Caixa. Negócios ruinosos provocaram perdas de mais de mil milhões

Auditoria da EY aponta para análises de risco “insuficientes” e diz que administradores receberam bónus mesmo apresentando prejuízos.  

Perdas atrás de perdas: esta é uma das principais conclusões da auditoria da consultora EY à gestão da Caixa Geral de Depósitos entre 2000 e 2015, atravessando várias administrações do banco público. Ao todo, o documento a que o i teve acesso aponta para prejuízos na ordem dos 1029,9 milhões de euros num conjunto de 46 financiamentos, com as várias administrações a aprovarem créditos em que não foram dadas garantias suficientes, o que acabou por se traduzir em riscos considerados “elevados” ou “graves”. 

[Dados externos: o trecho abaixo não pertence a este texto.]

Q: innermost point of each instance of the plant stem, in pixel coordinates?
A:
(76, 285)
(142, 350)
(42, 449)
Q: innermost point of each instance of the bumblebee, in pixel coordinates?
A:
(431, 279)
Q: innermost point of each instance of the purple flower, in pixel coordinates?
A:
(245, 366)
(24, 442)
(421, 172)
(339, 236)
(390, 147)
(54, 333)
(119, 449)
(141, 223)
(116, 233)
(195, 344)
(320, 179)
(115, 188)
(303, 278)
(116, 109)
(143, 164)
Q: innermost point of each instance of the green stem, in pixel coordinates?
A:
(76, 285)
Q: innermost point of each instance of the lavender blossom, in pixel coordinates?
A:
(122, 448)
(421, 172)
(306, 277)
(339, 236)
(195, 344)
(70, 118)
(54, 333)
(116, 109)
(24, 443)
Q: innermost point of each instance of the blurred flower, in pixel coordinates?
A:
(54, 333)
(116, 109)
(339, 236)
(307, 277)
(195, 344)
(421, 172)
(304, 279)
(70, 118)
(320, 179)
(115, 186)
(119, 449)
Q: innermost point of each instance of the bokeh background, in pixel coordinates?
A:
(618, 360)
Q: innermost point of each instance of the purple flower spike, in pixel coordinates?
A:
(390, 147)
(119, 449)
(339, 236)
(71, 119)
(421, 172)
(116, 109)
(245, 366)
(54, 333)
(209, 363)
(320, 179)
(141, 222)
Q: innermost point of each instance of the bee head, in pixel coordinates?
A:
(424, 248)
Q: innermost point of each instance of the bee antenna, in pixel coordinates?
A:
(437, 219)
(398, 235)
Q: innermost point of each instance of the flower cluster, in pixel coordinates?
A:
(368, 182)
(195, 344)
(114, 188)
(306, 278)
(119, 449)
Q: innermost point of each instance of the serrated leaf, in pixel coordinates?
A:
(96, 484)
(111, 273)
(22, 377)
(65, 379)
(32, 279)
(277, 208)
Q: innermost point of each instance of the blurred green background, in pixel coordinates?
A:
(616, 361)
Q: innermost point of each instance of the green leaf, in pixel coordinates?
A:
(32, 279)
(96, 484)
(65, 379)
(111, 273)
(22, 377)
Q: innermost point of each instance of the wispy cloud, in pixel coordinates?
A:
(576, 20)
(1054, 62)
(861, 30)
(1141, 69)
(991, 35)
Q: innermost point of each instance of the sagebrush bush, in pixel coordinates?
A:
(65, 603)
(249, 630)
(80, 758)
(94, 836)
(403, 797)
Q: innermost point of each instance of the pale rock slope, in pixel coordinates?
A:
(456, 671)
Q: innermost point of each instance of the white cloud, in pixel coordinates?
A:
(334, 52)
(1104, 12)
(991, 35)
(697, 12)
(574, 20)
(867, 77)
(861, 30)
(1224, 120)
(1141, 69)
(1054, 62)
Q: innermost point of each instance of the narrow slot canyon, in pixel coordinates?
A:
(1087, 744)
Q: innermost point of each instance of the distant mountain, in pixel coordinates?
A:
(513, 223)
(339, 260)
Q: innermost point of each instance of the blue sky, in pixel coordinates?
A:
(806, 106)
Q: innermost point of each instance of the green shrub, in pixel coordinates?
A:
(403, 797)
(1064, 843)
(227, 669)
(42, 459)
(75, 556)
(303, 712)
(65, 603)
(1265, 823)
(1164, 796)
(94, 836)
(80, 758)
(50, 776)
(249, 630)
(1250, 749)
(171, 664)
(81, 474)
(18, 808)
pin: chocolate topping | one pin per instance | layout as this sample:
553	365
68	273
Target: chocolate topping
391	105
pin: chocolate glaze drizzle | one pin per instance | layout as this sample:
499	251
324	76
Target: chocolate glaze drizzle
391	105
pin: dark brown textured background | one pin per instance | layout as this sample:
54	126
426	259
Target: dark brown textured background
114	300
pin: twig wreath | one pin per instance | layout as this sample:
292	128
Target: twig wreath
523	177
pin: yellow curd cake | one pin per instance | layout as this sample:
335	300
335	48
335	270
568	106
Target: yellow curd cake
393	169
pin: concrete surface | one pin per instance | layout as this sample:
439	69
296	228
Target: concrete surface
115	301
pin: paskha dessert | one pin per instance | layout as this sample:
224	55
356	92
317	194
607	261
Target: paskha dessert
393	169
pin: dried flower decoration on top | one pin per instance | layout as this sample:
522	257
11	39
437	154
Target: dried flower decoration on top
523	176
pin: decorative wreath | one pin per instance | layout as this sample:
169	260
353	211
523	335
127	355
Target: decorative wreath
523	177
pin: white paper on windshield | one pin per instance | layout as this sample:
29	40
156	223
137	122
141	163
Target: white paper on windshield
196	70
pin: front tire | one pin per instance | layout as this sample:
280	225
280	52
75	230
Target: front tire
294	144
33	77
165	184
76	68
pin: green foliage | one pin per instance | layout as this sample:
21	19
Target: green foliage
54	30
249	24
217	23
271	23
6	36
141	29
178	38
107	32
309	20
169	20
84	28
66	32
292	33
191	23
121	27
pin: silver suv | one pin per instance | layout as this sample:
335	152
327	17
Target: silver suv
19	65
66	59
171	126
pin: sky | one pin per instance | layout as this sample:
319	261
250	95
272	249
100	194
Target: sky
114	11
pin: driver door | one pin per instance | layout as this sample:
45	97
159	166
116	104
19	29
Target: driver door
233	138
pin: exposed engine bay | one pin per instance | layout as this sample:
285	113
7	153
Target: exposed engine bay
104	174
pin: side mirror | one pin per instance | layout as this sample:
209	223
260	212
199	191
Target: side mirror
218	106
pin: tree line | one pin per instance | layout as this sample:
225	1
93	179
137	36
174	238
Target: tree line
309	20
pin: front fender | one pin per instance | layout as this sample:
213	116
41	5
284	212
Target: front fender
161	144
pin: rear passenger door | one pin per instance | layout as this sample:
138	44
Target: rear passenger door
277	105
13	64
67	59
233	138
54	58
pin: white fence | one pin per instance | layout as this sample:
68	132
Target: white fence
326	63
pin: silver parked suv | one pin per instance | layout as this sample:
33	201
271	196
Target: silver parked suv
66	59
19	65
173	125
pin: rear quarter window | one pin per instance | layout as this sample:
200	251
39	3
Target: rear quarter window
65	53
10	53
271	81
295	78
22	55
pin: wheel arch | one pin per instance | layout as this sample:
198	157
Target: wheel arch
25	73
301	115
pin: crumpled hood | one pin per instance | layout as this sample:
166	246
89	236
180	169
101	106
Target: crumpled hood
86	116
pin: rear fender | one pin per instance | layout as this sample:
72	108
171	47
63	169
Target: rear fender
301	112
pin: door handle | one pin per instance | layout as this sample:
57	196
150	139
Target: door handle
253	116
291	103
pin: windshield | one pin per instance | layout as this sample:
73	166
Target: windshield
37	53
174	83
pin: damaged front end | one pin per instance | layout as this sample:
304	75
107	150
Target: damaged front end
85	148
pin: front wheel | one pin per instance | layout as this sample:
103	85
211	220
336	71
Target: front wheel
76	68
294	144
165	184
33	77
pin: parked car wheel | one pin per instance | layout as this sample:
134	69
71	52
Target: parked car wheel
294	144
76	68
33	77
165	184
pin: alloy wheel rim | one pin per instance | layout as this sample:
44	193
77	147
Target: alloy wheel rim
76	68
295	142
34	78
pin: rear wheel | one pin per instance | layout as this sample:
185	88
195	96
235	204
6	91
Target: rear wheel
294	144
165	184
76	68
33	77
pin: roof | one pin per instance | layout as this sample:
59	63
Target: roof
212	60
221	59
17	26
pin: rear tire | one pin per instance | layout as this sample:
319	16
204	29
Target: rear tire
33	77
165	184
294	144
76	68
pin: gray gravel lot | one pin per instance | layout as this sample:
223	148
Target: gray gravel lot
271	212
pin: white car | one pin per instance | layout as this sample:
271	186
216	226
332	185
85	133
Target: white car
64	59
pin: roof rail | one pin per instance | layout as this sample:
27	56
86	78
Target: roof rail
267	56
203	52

E os casos vão-se somando.  A Artlant representa a maior perda, ao ultrapassar os 211 milhões de euros. Também a Investifino (detida pelo empresário Manuel Fino) apresenta perdas superiores a 138 milhões, enquanto a Fundação Berardo conta com mais de 124 milhões e a AE Douro Litoral com 122,6 milhões de euros. Mas há muito mais. (ver quadro ao lado)  Aliás, o negócio que gerou imparidades de praticamente 100% foi a concessão de um crédito de 138,3 milhões de euros à Investifino, para a compra de ações da Cimpor e do BCP, dando como garantia títulos destas duas empresas. A desvalorização das ações e as dificuldades enfrentadas pela empresa de Manuel Fino obrigaram a reestruturar a dívida.

Outra atividade considerada ruinosa foi a aquisição de participação no BCP, com intervenção do Estado português, e que gerou perdas de 595 milhões de euros para a CGD, tendo em conta a elevada desvalorização das ações do banco. A EY identificou ainda perdas de 340 milhões de euros num negócio que remonta a 1999, com a venda de obrigações de cupão fixo detidas pelo banco em Espanha e Paris. 

Prémios mesmo com prejuízos

Mas os problemas não ficam por aqui. Os administradores da Caixa receberam “remuneração variável” e “voto de confiança” mesmo com resultados negativos. “Não foi obtida evidência dos princípios orientadores para a remuneração variável aplicada, concluindo-se que as decisões foram tomadas de forma avulsa. Mesmo perante resultados negativos foi decidido atribuir remuneração variável e emitido voto de confiança”, diz a auditoria a que o i teve acesso. 

O documento vai mais longe e afirma que “em nenhum momento foi identificada a atribuição de remunerações variáveis em forma de instrumento financeiro” que incentivassem a um equilíbrio entre capital e riscos, nem a implementação de cláusulas de clawback, que permitem vincular os gestores às decisões passadas. A EY diz no documento que estas medidas poderiam ter contribuído para um “processo de decisão de crédito mais sustentado e atento ao risco, tendo por referência as operações analisadas na presente auditoria”, permitindo ainda apurar responsabilidades “nas perdas significativas verificadas entre 2011 e 2015.”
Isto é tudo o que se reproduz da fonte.